Relying on a prior case, the Louisiana Supreme Court stated:
[A] claimant’s disability is presumed to have resulted from an accident, if before the accident the injured person was in good health, but commencing with the accident the symptoms of the disabling condition appear and continuously manifest themselves afterwards, providing that the medical evidence shows there to be a reasonable possibility of causal connection between the accident and the disabling condition.
Id. at 980.
Therefore, under Louisiana law, as long as medical evidence demonstrates a “reasonable possibility” of a connection between an accident and a medical condition, there will be a presumption that the accident caused the condition if the symptoms allegedly begin with the accident.
This presumption is, however, rebuttable. Defendants can always offer evidence that some other incident or event caused the injuries—such as a subsequent accident, another medical condition, etc. The presumption also presupposes some proof of relative good health vis-à-vis the alleged accident symptoms. If the Plaintiff was not in good health, the presumptions should not apply. See, e.g., Ladner v. Government Employees’ Ins. Co., 992 So.2d 1098 (La. App. 4 Cir. 2008) (stating that the presumption would not apply when records did not demonstrate the Plaintiff’s prior good health and, in fact, demonstrated she had been previously treated for back problems, syncope, two heart attacks, two strokes, and other complaints prior to the accident).

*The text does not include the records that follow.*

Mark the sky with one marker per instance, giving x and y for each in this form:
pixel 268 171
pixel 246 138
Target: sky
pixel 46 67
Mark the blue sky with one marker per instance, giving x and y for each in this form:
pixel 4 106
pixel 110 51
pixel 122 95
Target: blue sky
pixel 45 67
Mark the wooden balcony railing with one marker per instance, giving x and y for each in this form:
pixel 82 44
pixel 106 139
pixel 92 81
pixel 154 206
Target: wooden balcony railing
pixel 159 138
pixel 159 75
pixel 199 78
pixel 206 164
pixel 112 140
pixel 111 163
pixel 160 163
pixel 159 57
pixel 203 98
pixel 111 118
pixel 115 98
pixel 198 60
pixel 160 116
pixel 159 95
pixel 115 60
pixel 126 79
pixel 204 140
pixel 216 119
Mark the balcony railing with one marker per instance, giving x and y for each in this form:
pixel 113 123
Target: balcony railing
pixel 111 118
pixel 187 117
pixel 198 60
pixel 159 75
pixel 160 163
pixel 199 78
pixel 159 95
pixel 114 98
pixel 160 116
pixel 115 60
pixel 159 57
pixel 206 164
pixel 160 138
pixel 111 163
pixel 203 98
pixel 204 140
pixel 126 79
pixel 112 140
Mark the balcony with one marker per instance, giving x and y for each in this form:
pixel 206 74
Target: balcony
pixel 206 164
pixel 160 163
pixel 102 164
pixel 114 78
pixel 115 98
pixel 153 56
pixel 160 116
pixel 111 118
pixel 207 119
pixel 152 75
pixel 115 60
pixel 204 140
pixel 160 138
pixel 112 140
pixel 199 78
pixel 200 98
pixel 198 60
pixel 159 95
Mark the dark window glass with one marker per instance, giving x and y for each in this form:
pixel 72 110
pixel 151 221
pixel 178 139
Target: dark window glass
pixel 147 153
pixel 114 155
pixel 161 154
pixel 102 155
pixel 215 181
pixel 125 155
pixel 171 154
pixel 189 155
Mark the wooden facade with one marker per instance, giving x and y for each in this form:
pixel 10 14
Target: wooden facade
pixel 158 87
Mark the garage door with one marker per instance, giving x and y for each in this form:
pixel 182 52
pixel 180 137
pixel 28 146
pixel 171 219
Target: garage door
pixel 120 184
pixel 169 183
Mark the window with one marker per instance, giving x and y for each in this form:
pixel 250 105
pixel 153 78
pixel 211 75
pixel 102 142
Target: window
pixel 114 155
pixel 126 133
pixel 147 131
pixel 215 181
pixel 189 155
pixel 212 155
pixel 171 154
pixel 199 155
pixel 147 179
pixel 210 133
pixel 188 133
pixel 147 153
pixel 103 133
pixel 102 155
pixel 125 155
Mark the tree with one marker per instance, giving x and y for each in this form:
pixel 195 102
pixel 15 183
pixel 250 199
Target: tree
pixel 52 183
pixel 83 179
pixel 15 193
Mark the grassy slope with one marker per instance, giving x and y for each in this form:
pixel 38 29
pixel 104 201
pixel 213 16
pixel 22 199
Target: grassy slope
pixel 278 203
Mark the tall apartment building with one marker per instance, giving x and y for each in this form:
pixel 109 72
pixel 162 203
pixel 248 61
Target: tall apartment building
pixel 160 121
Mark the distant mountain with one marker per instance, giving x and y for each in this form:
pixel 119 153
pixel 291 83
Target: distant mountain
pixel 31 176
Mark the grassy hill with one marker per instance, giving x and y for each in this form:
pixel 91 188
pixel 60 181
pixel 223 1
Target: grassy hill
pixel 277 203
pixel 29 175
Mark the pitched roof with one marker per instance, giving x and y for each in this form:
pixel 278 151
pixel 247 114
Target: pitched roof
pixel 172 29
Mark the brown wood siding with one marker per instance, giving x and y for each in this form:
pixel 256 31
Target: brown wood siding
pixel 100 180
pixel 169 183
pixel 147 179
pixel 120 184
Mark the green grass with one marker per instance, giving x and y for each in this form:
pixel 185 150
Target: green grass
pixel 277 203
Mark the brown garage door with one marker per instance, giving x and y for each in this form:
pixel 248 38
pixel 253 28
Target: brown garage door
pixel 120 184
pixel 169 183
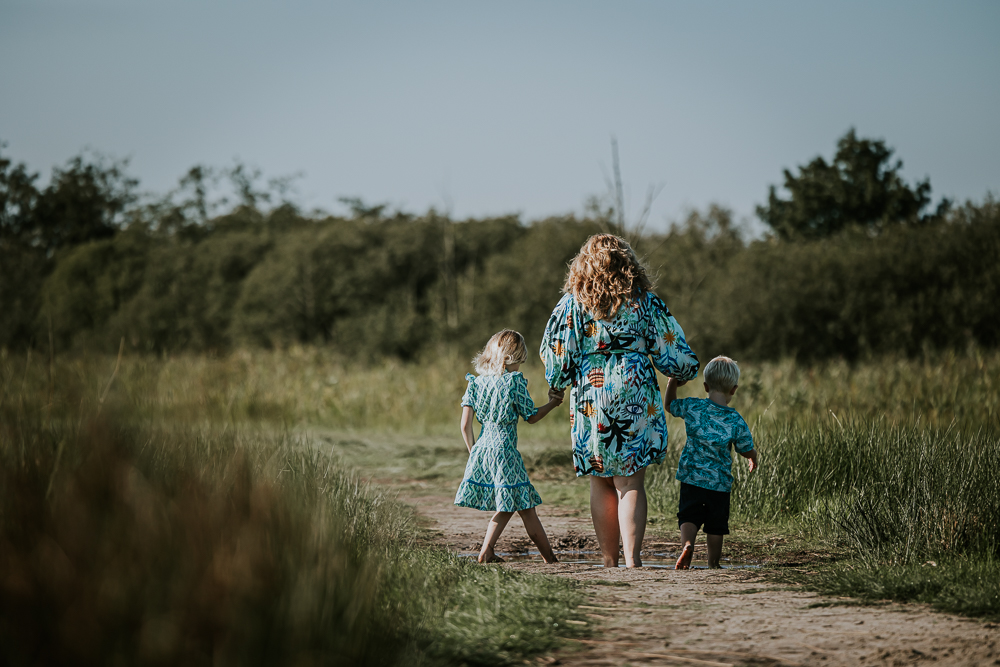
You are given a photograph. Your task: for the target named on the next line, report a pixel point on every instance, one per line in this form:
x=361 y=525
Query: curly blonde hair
x=504 y=347
x=605 y=274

Attempt to Overrule the Presumption
In Louisiana’s 2020 Regular Legislative Session, State Representative Nelson introduced House Bill 597, which would have legislatively overruled the Housley Presumption. Among other provisions, the bill would have created Louisiana Civil Code Article 2315.11, stating, as amended:
Notwithstanding any other provision of law, in a claim for personal damages that is not raised pursuant to the Louisiana Workers’ Compensation Law, the lack of a prior history of an illness, injury, or condition shall not create a presumption that an illness, injury, or condition was caused by the act that is the subject of the claim.
This new code article would have required a Plaintiff to maintain his or her full burden of proof on causation rather than allowing the Plaintiff to rely on the prior judicially-created presumption on causation.
This bill passed Louisiana’s House of Representatives by a vote of 61-39-5; passed Louisiana’s Senate by a vote of 22-13-4; and re-passed Louisiana’s House of Representatives as amended by the Senate by a vote of 68-23-13.
However, Louisiana’s Governor, John Bel Edwards, exercised his right of veto on this legislation. The Governor’s veto message, acknowledging the bill’s attempt to overrule Housley, stated that the Housley presumption was simply an “equitable rule” providing a common sense means for the fact finder to determine injury causation. He ended his message stating that “[t]his jurisprudential rule has stood the test of time and need not be changed.”
Therefore, as of the end of Louisiana’s Regular Session for 2020, the Housley Presumption lives. This may be one of the items in Louisiana’s recent attempts at insurance reform that could be revived in coming legislative sessions.
But for now, if you feel it now, but you did not feel it then, it is presumed to be accident-related.